Em condições óptimas de segurança, o CEP precisa de 180 a 200 dias para realizar eleições, disse Délice. Devemos preparar um calendário e resolver a questão do pequeno número de centros de votação acessíveis devido à crise de segurança, sem falar nas restrições à circulação de pessoas e na falta de equipamentos.
Levantámos a questão dos cadernos eleitorais, uma vez que milhares de eleitores foram deslocados pela violência ou simplesmente abandonaram o país, razão pela qual a realização de eleições no Haiti exigirá muita vontade e envolve os partidos políticos e a sociedade civil.
Quando a questão das eleições gerais previstas para 2025 começa a ganhar força no Haiti, 93 por cento dos cidadãos desconfiam do sistema eleitoral.

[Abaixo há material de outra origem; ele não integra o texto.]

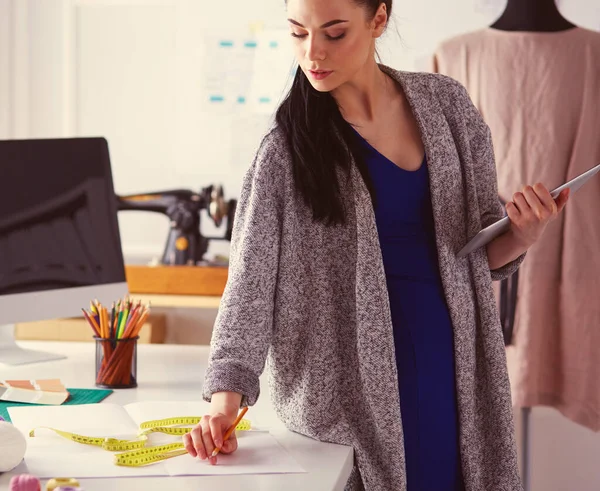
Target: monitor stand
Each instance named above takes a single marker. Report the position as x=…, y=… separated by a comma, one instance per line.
x=12, y=354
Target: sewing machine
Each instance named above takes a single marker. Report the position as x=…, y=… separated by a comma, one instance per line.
x=185, y=244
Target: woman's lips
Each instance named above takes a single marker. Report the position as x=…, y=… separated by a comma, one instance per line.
x=320, y=74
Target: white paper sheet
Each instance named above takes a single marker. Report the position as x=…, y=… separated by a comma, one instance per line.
x=49, y=455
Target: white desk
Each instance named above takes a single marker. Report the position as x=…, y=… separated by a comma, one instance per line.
x=175, y=372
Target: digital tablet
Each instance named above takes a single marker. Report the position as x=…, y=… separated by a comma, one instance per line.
x=503, y=225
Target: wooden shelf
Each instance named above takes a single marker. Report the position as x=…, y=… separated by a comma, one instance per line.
x=184, y=301
x=203, y=281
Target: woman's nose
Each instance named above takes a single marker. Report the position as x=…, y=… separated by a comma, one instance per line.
x=314, y=50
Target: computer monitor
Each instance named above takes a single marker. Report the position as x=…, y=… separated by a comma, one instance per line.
x=60, y=246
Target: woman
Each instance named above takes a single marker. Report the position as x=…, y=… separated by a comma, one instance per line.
x=344, y=271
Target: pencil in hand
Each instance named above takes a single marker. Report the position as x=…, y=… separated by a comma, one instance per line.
x=230, y=431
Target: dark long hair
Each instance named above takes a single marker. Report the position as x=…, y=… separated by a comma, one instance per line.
x=321, y=142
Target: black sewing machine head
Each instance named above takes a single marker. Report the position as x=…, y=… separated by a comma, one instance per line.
x=185, y=244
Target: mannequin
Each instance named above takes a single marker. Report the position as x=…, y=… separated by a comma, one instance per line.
x=532, y=15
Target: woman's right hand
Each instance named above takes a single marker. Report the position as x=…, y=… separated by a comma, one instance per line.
x=209, y=432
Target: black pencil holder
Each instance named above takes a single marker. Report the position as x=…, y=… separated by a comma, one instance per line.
x=116, y=363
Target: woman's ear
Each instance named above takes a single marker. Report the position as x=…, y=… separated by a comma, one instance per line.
x=380, y=20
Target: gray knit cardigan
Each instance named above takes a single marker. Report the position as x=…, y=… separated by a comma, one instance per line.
x=312, y=302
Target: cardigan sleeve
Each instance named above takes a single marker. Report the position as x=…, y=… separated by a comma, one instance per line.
x=242, y=332
x=486, y=180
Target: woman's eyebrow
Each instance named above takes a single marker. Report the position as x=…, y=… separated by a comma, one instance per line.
x=327, y=24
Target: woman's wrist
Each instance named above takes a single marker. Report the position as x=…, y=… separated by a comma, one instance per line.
x=226, y=402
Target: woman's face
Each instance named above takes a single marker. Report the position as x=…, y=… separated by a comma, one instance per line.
x=333, y=39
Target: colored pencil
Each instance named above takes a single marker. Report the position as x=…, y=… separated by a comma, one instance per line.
x=230, y=430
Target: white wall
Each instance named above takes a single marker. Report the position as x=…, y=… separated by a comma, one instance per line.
x=131, y=70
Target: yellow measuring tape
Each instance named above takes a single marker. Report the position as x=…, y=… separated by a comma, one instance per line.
x=135, y=453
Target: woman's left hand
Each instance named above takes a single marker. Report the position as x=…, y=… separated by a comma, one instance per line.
x=531, y=210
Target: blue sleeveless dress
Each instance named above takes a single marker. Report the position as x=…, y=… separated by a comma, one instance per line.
x=422, y=326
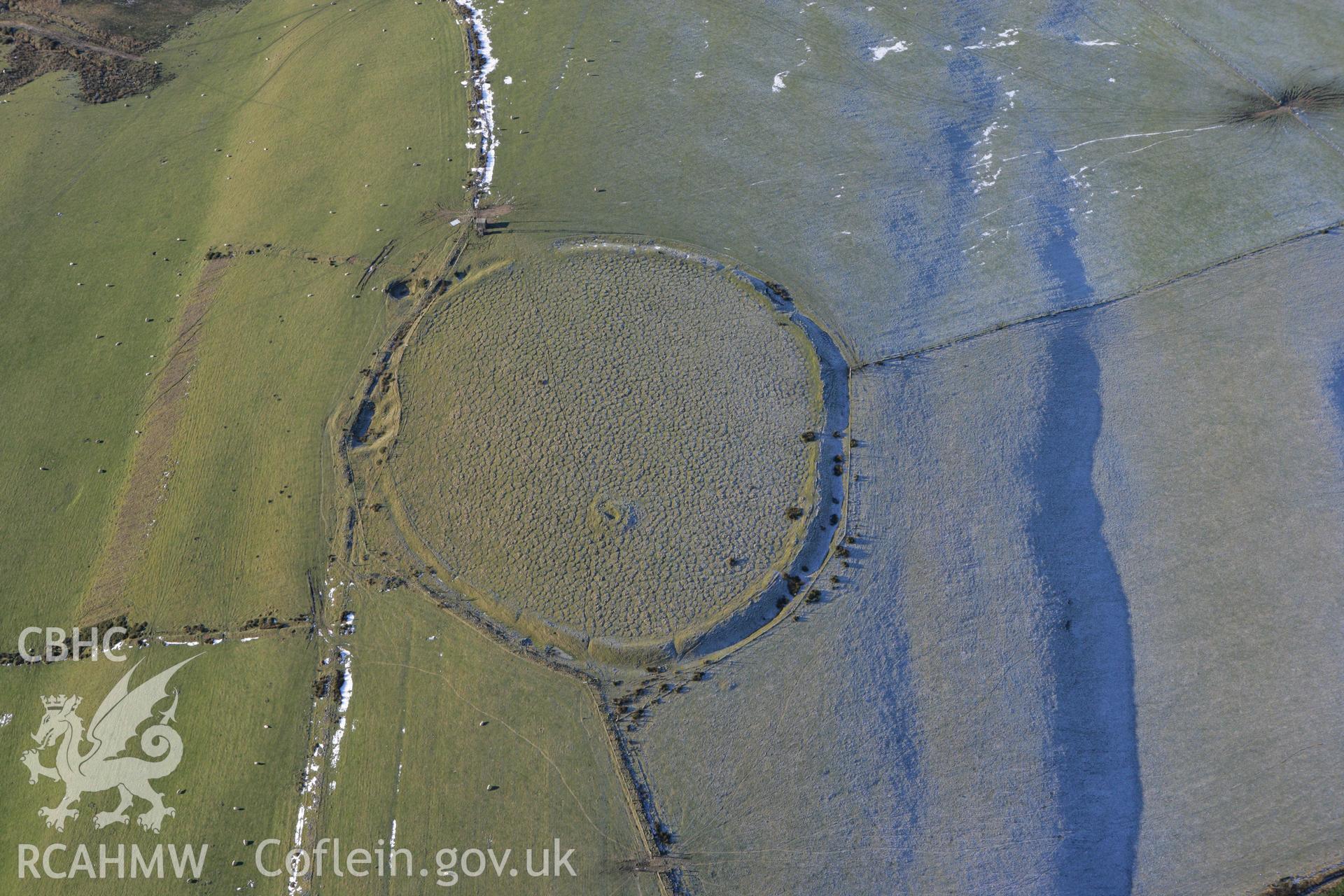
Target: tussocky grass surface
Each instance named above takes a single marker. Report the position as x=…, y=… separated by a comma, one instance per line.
x=315, y=131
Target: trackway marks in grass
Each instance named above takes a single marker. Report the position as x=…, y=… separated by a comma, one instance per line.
x=151, y=465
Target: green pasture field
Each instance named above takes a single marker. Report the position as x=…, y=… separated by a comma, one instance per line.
x=242, y=715
x=284, y=124
x=417, y=754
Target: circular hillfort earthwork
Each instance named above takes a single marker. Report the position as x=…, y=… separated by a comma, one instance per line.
x=610, y=448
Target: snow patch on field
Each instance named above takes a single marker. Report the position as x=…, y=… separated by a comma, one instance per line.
x=899, y=46
x=1007, y=38
x=484, y=124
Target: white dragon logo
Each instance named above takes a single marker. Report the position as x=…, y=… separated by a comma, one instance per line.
x=102, y=766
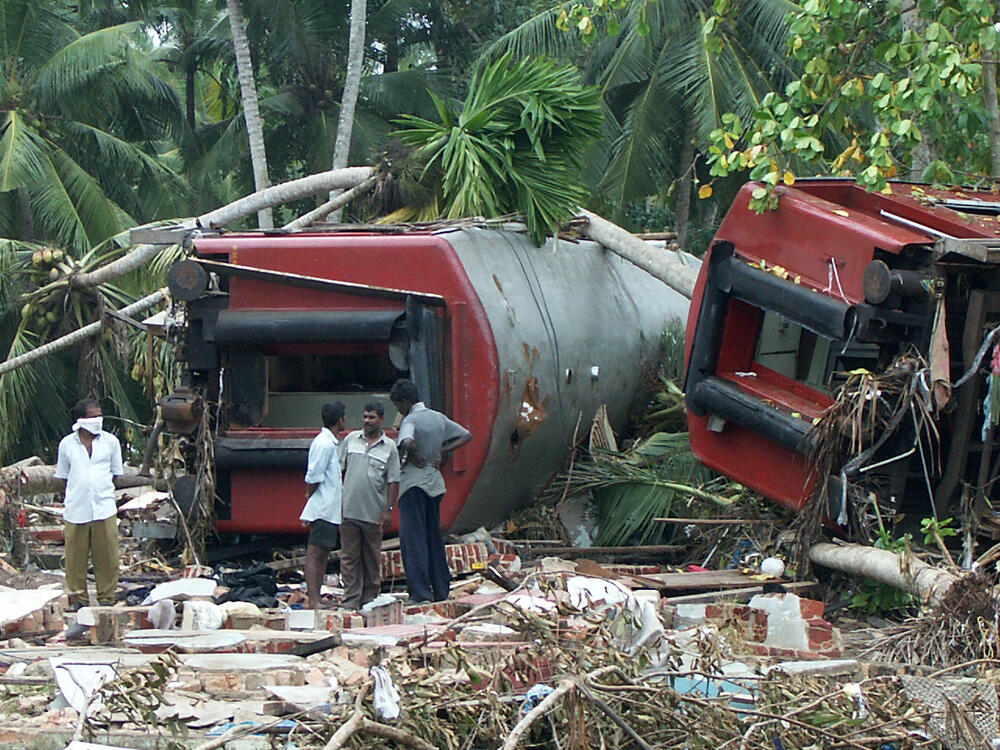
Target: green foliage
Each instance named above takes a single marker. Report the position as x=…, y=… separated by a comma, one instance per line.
x=655, y=477
x=874, y=597
x=875, y=81
x=516, y=145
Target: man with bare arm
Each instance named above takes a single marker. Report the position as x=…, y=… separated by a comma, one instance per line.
x=426, y=437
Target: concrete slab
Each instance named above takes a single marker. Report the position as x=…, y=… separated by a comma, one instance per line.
x=188, y=642
x=16, y=605
x=241, y=662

De acordo com pesquisa realizada pela Policité e Internews, o objetivo da pesquisa foi compreender as perspectivas e o interesse dos haitianos pela política e identificar os fatores que dificultam a participação na consulta popular.
93 por cento dos inquiridos desconfiam do processo eleitoral, dois por cento dizem confiar na forma como as eleições são planeadas, em comparação com 88 por cento que descrevem a forma de organização como má.
Policité e Internews especificam que 29 por cento dos inquiridos desejam exercer o seu direito de voto. Deste total, 13 têm certeza de que o farão, 16 estão mais ou menos inseguros e 21 dizem que podem votar dependendo da situação de segurança.
20 por cento insistem que não vão votar, segundo a investigação publicada pelo jornal Le Nouvelliste.